Why do I highlight those two from the standard storytelling formula of who, what, when, where, why and how? Because I think they are the most important, the most personal and emotionally resonant. Most story managers, especially those who are data-driven — technology anyone? — go immediately to the what. What happened, what’s news, what’s going on? Then marketers impose an overlay of branding to that to try to sum up all those what’s.
But those are still all impersonal. Who you are and why you’re doing what you’re doing is personal, and therefore emotional. It’s what puts a human face on your facade, making it more emotionally connective.
It’s what’s needed in a world where customers and potential customers increasingly want to do business with “someone they know” or with someone who has been referred by “someone they know” — i.e. peer-to-peer recommendation.

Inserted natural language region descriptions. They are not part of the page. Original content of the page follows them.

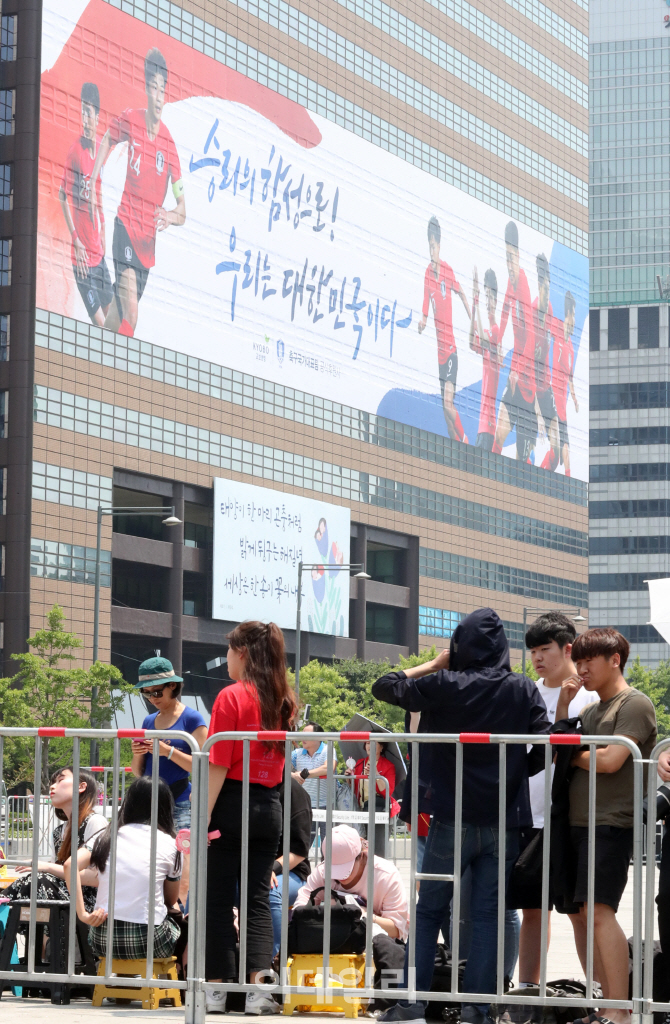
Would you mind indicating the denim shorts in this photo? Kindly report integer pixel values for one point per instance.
(182, 815)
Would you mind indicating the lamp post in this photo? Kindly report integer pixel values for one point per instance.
(317, 565)
(151, 510)
(575, 614)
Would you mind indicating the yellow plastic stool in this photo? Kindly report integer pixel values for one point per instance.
(150, 996)
(306, 969)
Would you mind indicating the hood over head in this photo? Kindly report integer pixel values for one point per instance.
(479, 642)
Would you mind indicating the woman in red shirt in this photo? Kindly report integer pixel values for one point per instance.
(362, 773)
(260, 698)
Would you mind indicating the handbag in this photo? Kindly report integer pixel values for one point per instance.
(347, 930)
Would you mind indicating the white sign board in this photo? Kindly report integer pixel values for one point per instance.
(260, 536)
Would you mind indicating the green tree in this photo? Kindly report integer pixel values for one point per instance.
(656, 683)
(48, 690)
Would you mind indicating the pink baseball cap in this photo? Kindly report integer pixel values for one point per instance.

So to bring home this concept of who you are and why you’re doing what you’re doing, I propose to borrow the term “persona” from the social media world and apply it to general marketing. There, a persona — often expressed as an avatar — is a short visual message that tells all your friends or connections who you are.
I’m not suggesting you use smiley faces as the basis of marketing, of course. But I do think we could learn something from this kind of shorthand because it forces you to strip away all the overlays and go right to your core or your being.